After upgrading both servers from Debian 10 to 11 and both to Salt 3005 everything is running stable again. So the problem is solved for me. However it seems that 3005 introduced an incompatibility with Debian 10 that should be fixed.
I have problem with Syndic on Salt 3005 and Rocky Linux 8.6. It went into infinite loop of "minion start" events. This causes Salt Master to stop behaving right after few seconds of start…
Event Bus is getting spammed all over with this weird events and Master just stops responding right after Syndic startup after it spams event bus with all of this:
syndic/my-salt-master/syndic/my-salt-master/syndic/my-salt-master/syndic/my-salt-master/syndic/my-salt-master/salt/minion/my-salt-master/start {
"_stamp": "2022-09-10T19:58:12.007623",
"cmd": "_minion_event",
"data": "Minion my-salt-master started at Sat Sep 10 19:57:45 2022",
"id": "my-salt-master",
"pretag": null,
"tag": "salt/minion/my-salt-master/start"
}
syndic/my-salt-master/syndic/my-salt-master/syndic/my-salt-master/syndic/my-salt-master/syndic/my-salt-master/syndic/my-salt-master/syndic/my-salt-master/syndic/my-salt-master/syndic/my-salt-master/salt/minion/my-salt-master/start {
"_stamp": "2022-09-10T19:58:12.013383",
"cmd": "_minion_event",
"data": "Minion my-salt-master started at Sat Sep 10 19:57:45 2022",
"id": "my-salt-master",
"pretag": null,
"tag": "salt/minion/my-salt-master/start"
}
syndic/my-salt-master/syndic/my-salt-master/syndic/my-salt-master/syndic/my-salt-master/syndic/my-salt-master/syndic/my-salt-master/syndic/my-salt-master/salt/minion/my-salt-master/start {
"_stamp": "2022-09-10T19:58:12.014113",
"cmd": "_minion_event",
"data": "Minion my-salt-master started at Sat Sep 10 19:57:45 2022",
"id": "my-salt-master",
"pretag": null,
"tag": "salt/minion/my-salt-master/start"
}
syndic/my-salt-master/syndic/my-salt-master/syndic/my-salt-master/syndic/my-salt-master/syndic/my-salt-master/syndic/my-salt-master/syndic/my-salt-master/syndic/my-salt-master/salt/minion/my-salt-master/start {
"_stamp": "2022-09-10T19:58:12.014525",
"cmd": "_minion_event",
"data": "Minion my-salt-master started at Sat Sep 10 19:57:45 2022",
"id": "my-salt-master",
"pretag": null,
"tag": "salt/minion/my-salt-master/start"
}
@ebusto Would it be possible to upgrade the version of pyzmq on Debian 10 system which is exhibiting the problems with syndic, a version of pyzmq >= 20.0.0. The following example command should work:
python3 -m pip install -U "pyzmq>=20.0.0"
Been sure to restart salt-master and salt-minion after installing the update pyzmq, just to ensure the update is picked up.
On the Debian 10 I tested the command, pyzmq v23.2.1 was installed.
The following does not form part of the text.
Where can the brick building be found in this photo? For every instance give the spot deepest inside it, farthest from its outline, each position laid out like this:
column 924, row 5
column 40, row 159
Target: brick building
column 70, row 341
Checking a fix in pyzmq thread handling that was fixed in pyzmq v20.0.0 that resolved some other issues since with pyzmq used on Ubuntu 20.04.
bump ^ can anyone confirm the issue is related to the version of pyzmq as @dmurphy18 outlined.
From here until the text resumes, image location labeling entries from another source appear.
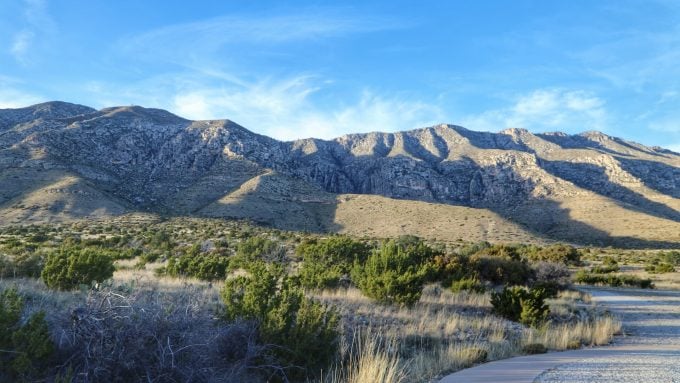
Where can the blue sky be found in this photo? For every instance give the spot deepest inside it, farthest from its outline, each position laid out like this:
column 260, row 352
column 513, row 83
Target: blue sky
column 322, row 69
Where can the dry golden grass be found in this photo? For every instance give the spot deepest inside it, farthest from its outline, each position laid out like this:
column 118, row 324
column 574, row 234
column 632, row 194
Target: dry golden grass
column 447, row 331
column 368, row 360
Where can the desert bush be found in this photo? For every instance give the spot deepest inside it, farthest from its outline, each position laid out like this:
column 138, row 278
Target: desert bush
column 557, row 253
column 256, row 249
column 304, row 331
column 67, row 268
column 519, row 304
column 609, row 261
column 605, row 269
column 535, row 348
column 448, row 268
column 327, row 262
column 395, row 273
column 468, row 284
column 585, row 277
column 147, row 336
column 208, row 267
column 660, row 268
column 24, row 264
column 25, row 348
column 501, row 270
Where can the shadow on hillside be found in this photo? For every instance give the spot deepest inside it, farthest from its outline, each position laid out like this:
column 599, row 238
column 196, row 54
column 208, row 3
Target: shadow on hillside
column 280, row 202
column 594, row 178
column 656, row 175
column 498, row 188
Just checking in again. Can anyone confirm the pyzmq upgrade @dmurphy18 outlined solves this issue?
This did not help me as im on PyZMQ: 24.0.1
and still seeing issues with comms from syndic node to master.
@satellite-no can you post your entire versions report: salt --versions-report
and @tkaehn can you post your versions report for your working instance?
I'm guessing this is a dependency issue since its working on a OS that has different version dependencies.
Please see the version reports below. As I've said before everything is working again (on the surface). However in the log files I get tons of messages like the following. This didn't happen before 3005:
2022-09-29 10:43:30,061 [salt.loaded.int.returner.local_cache:147 ][ERROR ][1567775] An extra return was detected from minion [...]
When targeting a lot of minions (~100) at the same time it happens occasionally that some of them do not return. This happened before 3005 as well. Is it possible that increasing worker_threads (currently 32) could solve this problem?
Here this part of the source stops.